I am using a SAX parser (xml.sax
) and it works how I want to. However, I am parsing quite a large file (hence why I use SAX) and I would like to stop parsing at some point (e.g., when I reached a certain limit, or when I found a certain piece of data).
class ProductHandler(xml.sax.ContentHandler):
def startElement(self, tag, attrs):
[.. process start ..]
def endElement(self, tag):
[.. process end ..]
def characters(self, content):
[.. process characters ..]
product_handler = ProductHandler()
parser = xml.sax.make_parser()
parser.setContentHandler(product_handler)
parser.parse(xmlfile)
How do I do that? Is there a certain return value I can return at one of the handler methods?
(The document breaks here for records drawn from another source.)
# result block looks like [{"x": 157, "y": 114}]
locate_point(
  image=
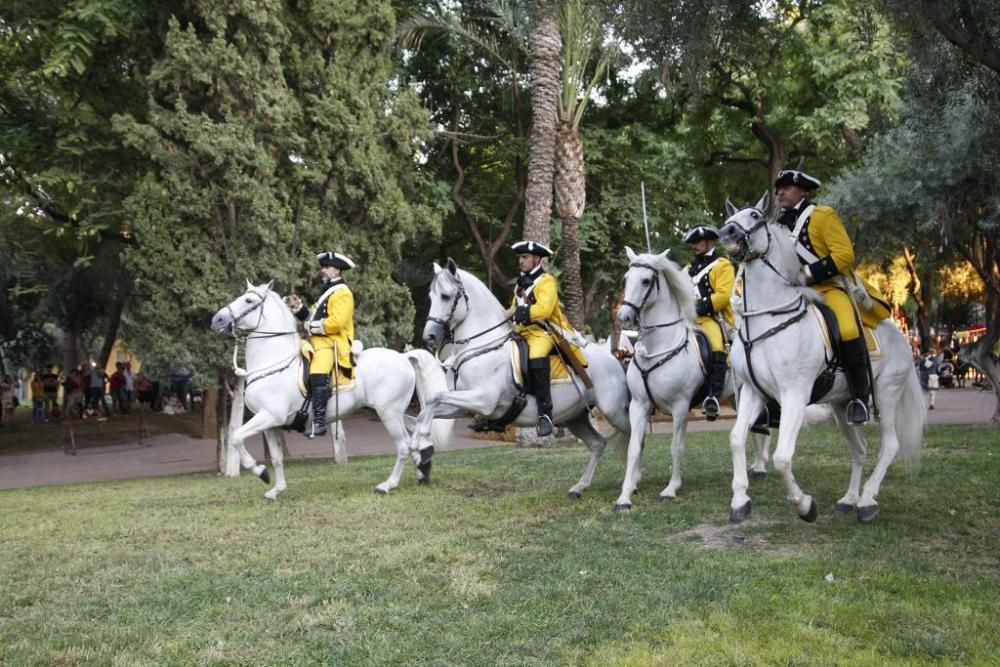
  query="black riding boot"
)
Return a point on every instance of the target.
[
  {"x": 543, "y": 394},
  {"x": 320, "y": 384},
  {"x": 716, "y": 385},
  {"x": 854, "y": 358}
]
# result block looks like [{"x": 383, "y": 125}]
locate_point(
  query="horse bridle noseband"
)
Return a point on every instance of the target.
[{"x": 655, "y": 283}]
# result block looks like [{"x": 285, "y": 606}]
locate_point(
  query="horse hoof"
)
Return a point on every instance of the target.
[
  {"x": 842, "y": 508},
  {"x": 740, "y": 514},
  {"x": 810, "y": 516},
  {"x": 867, "y": 513}
]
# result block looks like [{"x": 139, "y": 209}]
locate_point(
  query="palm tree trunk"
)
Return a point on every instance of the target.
[{"x": 546, "y": 48}]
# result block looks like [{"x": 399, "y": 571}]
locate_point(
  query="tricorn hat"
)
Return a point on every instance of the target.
[
  {"x": 796, "y": 177},
  {"x": 701, "y": 233},
  {"x": 531, "y": 248},
  {"x": 335, "y": 259}
]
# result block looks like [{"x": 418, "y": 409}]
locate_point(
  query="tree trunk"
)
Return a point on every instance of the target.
[
  {"x": 209, "y": 418},
  {"x": 546, "y": 49}
]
I checked the documentation, but I couldn't find anything in this direction.
Using this example data, if we want to find a <description>
that contains the word "sourdough", maybe we would write something like this:
import xml.sax
class IAmAllDone(Exception):
pass
class ProductHandler(xml.sax.handler.ContentHandler):
def __init__(self):
super().__init__()
self.description = None
self.name = None
self.tree = []
def startElement(self, name, attrs):
self.tree.append(name)
def endElement(self, name):
self.tree.pop(0)
def characters(self, content):
if self.tree[-1] == "name" and content.strip():
self.name == content
print("name:", content)
elif self.tree[-1] == "description" and "sourdough" in content:
self.description = content
raise IAmAllDone()
product_handler = ProductHandler()
parser = xml.sax.make_parser()
parser.setContentHandler(product_handler)
try:
parser.parse("data.xml")
except IAmAllDone:
pass
if product_handler.description is not None:
print("found description:", product_handler.description)
The above will output:
name: Belgian Waffles
name: Strawberry Belgian Waffles
name: Berry-Berry Belgian Waffles
name: French Toast
found description: Thick slices made from our homemade sourdough bread
As you can see, we stop the SAX parsing before reading the final "Homestyle Breakfast" item.